H02sub: There is no significant difference between the eating habits of mice who are
subjected to country music and classical music.
H03sub: There is no significant difference between the eating habits of mice who are
subjected to classical music and rock music.
H04sub: There is no significant difference between the sleep habits of mice who are
subjected to country music and rock music.
H05sub: There is no significant difference between the sleep habits of mice who are
subjected to country music and classical music.
H06sub: There is no significant difference between the sleep habits of mice who are
subjected to classical music and rock music.
Data screening
Screening: Sort data and look for unusual scores and inconsistencies.
Outliers: Use a Box and Whisker plot for each group and/or variable. Look for extreme
outliers.
Assumptions
Assumption of Normality: Use Shapiro-Wilks or Kolmogorov-Smirnov.
Assumption of Multivariate Normal Distribution: Look for a linear relationship between
each pair of dependent variables. If the variables are not linearly related, the power of
the test is reduced. You can test for this assumption by plotting a scatterplot matrix for
each group of the independent variable. Look for the classic “cigar shape.”
Assumption of Homogeneity of Variance-Covariance matrices: You can test this
assumption in SPSS using Box's M test of equality of covariance. If your data fails this
assumption (p < .05), you may also need to use SPSS to carry out Levene's test of
homogeneity of variance to determine where the problem may lies.
Absence of multicollinearity: The dependent variables should all be moderately related,
but any correlation over r = .80 presents a concern for multicollinearity. Use a Pearson
Product Moment test.
Report Results
Wilks’ Lambda: Use Wilks’ Lambda for the main null. If the null is not significant then
stop.
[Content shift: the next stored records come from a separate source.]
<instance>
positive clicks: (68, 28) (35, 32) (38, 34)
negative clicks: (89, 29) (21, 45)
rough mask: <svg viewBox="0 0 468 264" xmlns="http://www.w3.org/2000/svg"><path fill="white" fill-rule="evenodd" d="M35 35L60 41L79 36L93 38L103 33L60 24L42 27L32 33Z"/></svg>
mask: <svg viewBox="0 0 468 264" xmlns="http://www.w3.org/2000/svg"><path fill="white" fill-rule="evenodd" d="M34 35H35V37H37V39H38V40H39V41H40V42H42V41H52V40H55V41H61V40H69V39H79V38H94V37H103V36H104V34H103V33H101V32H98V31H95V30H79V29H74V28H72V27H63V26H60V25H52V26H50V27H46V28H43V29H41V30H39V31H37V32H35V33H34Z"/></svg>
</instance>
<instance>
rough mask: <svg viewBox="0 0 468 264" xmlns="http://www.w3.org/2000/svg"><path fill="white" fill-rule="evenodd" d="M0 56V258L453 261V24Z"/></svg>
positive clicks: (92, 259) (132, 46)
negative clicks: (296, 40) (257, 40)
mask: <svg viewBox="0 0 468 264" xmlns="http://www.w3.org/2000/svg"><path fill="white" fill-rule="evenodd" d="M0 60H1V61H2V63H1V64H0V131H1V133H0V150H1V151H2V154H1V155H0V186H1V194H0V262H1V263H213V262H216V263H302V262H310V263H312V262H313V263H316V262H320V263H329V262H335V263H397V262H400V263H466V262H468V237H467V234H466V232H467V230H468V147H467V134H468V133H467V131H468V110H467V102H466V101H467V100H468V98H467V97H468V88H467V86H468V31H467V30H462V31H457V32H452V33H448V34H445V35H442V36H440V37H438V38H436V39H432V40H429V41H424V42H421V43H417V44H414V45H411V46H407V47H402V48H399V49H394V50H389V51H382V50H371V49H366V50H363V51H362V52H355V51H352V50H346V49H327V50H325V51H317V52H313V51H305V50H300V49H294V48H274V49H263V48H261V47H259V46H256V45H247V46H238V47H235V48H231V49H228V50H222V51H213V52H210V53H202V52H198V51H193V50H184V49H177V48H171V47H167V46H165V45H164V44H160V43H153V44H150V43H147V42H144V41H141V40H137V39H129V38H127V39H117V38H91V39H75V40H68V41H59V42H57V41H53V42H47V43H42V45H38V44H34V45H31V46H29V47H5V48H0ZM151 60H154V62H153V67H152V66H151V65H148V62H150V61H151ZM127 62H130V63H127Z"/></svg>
If null is significant then proceed with Post Hoc analysis.
Post Hoc: Use Bonferroni method for testing sub-nulls.
Multiple Regression
Research Question
RQ: How accurately can GPA be predicted from a linear combination of Lifestyle Index
factors for college students?
Null Hypothesis
H0: There will be no significant predictive relationship between the criterion variable
(GPA) and the linear combination of predictor variables (sleep, diet, exercise, and social
activities) for college students.
Sub-Null Hypotheses (Post Hoc)
H01sub: There will be no significant predictive relationship between GPA and sleep for
college students.
H02sub: There will be no significant predictive relationship between GPA and diet for
college students.
H03sub: There will be no significant predictive relationship between GPA and exercise for
college students.
H04sub: There will be no significant predictive relationship between GPA and social
activities for college students.
Data screening
Screening: Sort data and look for unusual scores and inconsistencies.
Outliers: Use a Box and Whisker plot for each variable. Look for extreme outliers.
Assumptions
Assumption of Bivariate Outliers: Use scatter plots between all pairs of independent
variables (x, x) and also the predictor variables (x) and criterion variable (y). Look for
extreme bivariate outliers.
Assumption of Multivariate Normal Distribution: Look for a linear relationship between
each pair of variables. If the variables are not linearly related, the power of the test is
reduced. You can test for this assumption by plotting a scatter plot for each pair of
predictor variables (x, x) and between the predictor variables (x) and the criterion
variable (y). Look for the classic “cigar shape.”
Assumption of non-Multicollinearity among the Predictor Variables: If a predictor
variable (x) is highly correlated with another predictor variable (x), they essentially
provide the same information about the criterion variable. If the Variance Inflation Factor
(VIF) is too high (greater than 10), you have multicollinearity and have violated this
assumption. Acceptable values are between 1 and 5.
Report Results
F- statistic: Use F- statistic for the main null. If the null is not significant then stop. If null
is significant then proceed with Post Hoc analysis.
Post Hoc: Use Coefficients (t- statistics and r- statistics) for testing sub-nulls.
Remember the t-stat is measuring the regression line off a zero line slope. The r-stat is
measuring the strength and direction of the regression line.